The third gangster introduced in the film is Frank who builds up the amount of Jim’s debt in the same way Roberta does, as if it is an inconceivable and unspeakable sum. Not that $240,000 is not a large amount of money, especially when it is owed to gangsters, but the way it is presented comes across as manipulative and unrealistic. Frank, like the other two gangsters to whom Jim owes money, knows everything about Jim. This is convenient because it allows Jim to not have to explain himself and gives him more opportunity to whine about his disgust with existence. The gangsters in this film care more about Jim and his well being than his mother does, despite their desire for Jim to pay back the money he owes. They even act as his conscience throughout the film. They continually endure Jim’s long-winded diatribes about how futile life is, which demands his self-destructive behavior. Fortunately for Jim, the gangsters are more than willing to endure Jim’s self-indulgent philosophical musings.

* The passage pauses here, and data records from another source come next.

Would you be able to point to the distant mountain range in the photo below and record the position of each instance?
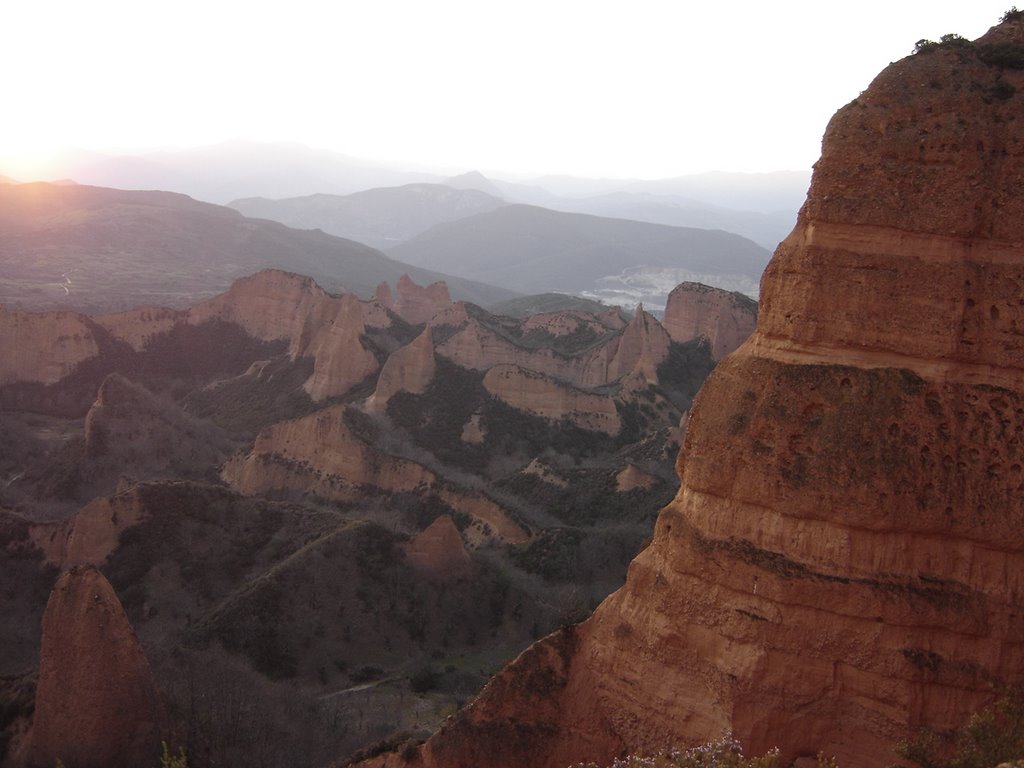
(95, 249)
(250, 169)
(534, 250)
(381, 217)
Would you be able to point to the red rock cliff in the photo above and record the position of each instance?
(96, 705)
(844, 561)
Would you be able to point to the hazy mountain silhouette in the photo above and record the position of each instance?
(230, 170)
(534, 250)
(379, 217)
(765, 193)
(766, 229)
(96, 249)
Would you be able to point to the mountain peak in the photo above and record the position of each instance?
(474, 180)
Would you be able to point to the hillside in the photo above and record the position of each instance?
(841, 568)
(534, 250)
(329, 519)
(94, 249)
(379, 217)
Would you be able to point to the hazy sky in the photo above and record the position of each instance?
(633, 88)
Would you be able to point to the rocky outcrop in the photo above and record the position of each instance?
(632, 477)
(138, 327)
(96, 704)
(340, 360)
(491, 522)
(843, 562)
(43, 347)
(410, 369)
(320, 454)
(571, 322)
(641, 346)
(438, 551)
(92, 534)
(274, 305)
(552, 399)
(725, 318)
(418, 304)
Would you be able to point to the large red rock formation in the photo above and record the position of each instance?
(410, 369)
(43, 346)
(725, 318)
(844, 561)
(274, 305)
(96, 705)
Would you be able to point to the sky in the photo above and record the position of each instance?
(625, 89)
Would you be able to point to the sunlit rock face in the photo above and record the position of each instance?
(844, 561)
(43, 346)
(96, 704)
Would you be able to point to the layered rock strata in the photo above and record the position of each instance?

As is to be expected, Jim and Amy begin a romance without any form of courtship other than Jim going on and on about how horrible it is to be him. This culminates in the most blatantly expository statement of the entire film (which is saying a great deal considering that virtually every word of dialogue is exposition). Jim tells Amy, “I want unlimited things. I want everything. I want real fucking love. I want a real fucking house and I want a real fucking thing to do every day and I’d just rather die if I don’t get it.” This monologue is so incredibly on-the-nose that even Jim has to ask, “Did I just say that out loud?” Considering the two-dimensionality of their relationship, this really turns Amy on.
This film repeats the same beats over and over with Jim continually borrowing money from the same three gangsters. These poor gangsters must endure listening to Jim whine about how horrible his meager existence is and how his self-destructive behavior is an absolute necessity and not his fault. Not only do the gangsters put up with Jim’s blathering but they also make the most obvious statements regarding a person’s motivations in any film ever made.
The movie finally ends with Jim making one last bet in front of the three gangsters to whom he owes so much money. This occurs because Jim demands that everyone of them meet him in another underground Korean casino where they can do nothing except watch him gamble their money away yet again. Jim wins the bet, pays off his debts, overcomes his addiction and resolves to go after what he wants. This ending, while extremely welcome, is very disappointing because Jim does not learn anything that enables his predictable change of heart. He just decides to stop gambling by making the dumbest bet of the entire movie. Ironically, Jim says nothing about what made him suddenly break free of his obsession and his all consuming self-pity. A disappointing ending but a fitting one considering how unfulfilling it is to watch this film.